Unarguably, rats play a roll in the revulsion factor for an audience who is new to the silent movies. Seeing these creatures scurry across the ship man's feet probably had women in the audience screaming, or hiding their eyes back then! Director F.W. Murnau, had to change the film, as he plagiarised the novel. Thus, I think bringing in the rats may have been a stroke of genius when it was shown, because it is still rather creepy to watch.

Count Dracula/Count Orlock both travel to England on a ship. And everyone knows that rats jump on board, and when it docks, off they go onto shore. Rats carry the flea which carried the Black Plague, and is how it had been spread--mostly and most devastatingly in the 14th century. The plague bacillus originated in the steppes of Central Asia, and traveled the trade routes opened up by the Mongols, reaching Constantinople in 1347. It wiped out whole towns, cities--wherever there was a population. Very few places were spared and there was no known cure. In fact this is where the common saying "Bless you" came from.

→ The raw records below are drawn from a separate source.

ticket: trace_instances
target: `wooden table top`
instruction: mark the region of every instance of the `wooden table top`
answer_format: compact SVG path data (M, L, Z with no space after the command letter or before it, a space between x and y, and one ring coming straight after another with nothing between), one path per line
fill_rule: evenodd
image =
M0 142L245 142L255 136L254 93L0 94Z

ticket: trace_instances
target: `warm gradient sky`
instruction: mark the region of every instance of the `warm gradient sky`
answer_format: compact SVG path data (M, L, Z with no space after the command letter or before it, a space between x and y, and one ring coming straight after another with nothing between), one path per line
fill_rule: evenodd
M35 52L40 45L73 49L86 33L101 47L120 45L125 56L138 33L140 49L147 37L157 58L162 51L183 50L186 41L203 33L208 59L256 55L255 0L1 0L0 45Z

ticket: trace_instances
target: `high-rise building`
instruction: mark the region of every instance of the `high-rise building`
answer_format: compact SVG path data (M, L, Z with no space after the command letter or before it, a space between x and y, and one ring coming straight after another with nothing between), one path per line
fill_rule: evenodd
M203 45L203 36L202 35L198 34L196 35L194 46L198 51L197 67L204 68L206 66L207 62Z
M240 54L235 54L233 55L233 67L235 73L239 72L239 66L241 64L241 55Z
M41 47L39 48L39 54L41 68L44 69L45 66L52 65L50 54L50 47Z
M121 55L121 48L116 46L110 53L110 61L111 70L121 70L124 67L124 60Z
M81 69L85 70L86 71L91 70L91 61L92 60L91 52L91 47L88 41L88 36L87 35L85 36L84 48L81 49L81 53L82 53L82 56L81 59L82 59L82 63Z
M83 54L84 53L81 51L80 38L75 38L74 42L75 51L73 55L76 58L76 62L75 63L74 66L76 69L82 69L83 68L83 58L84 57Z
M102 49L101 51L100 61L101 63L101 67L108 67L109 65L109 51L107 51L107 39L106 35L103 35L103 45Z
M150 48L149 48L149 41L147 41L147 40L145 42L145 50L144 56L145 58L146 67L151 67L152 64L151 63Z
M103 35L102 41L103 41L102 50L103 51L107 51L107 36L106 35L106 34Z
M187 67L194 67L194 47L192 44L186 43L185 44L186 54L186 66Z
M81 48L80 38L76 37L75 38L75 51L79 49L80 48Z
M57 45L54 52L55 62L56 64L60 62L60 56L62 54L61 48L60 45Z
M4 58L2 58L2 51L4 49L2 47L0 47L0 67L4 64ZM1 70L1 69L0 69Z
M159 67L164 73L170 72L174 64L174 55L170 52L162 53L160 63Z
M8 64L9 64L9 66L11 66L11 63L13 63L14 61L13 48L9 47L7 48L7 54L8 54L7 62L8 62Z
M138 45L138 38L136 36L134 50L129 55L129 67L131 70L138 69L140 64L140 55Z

Back then, if you sneezed, you were most surely going to die. And a worthless medical faculty in Paris claimed that the plague was cause d by "bad air", and had become the most widely accepted theory of the times.

Most people infected died within 2 - 7 days after infection. In some cases the infection went to the lungs, making breathing difficult. The name, "Black Death" comes from the gangrene on areas of the body in infected people. In others an inguinal bubo, which are swollen lymph glands (buboes) often occurred in the neck armpit and groin.

Hand showing acral gangrene due to plague
When one reads about how all of Europe was nearly wiped out during the 14th century, one can understand why it was used in this film. Bodies piled up so quickly that they could not bury them fast enough. Plus, no one understood what was killing them. How more horrifying can you get?

So, in the film Nosferatu, where people are dying and the scene shows men carrying casket after casket down the street in somber procession, the viewer understands that Count Orlock is basically spreading the plague.

I understand the revulsion factor in placing rats into this movie, and the duality of death by plague as a way to make this movie as horrifying as ever to audiences! The bite of the infected flea, or the bite of the vampire--in either case you would die, point taken! Nosferatu, is still considered one of the most terrifying versions of Dracula known even today.

Resources: pictures etc.Wikipedia; Films: Muranu's Nosferatu-1922; Dracula-Browning, 1931; Books: In Search of Dracula, 1972; The Atlas of Medieval Man, 1979; The Vampire Book, the Encyclopedia of the Undead,1979; Dracula by Bram Stoker

2 comments:

Anonymous said...

oh rats!
hey, that is really informative.
I know what my next post is going to be and it's related!
Lorelei, this is an amazing post. well done, my friend!

Lorelei Bell said...

Thank you, Carole. Someone brought up something about Black Death on one of the groups I'm in, and I explained that fleas where the carrier as were rats, and that's how it spread. I love researching stuff like this!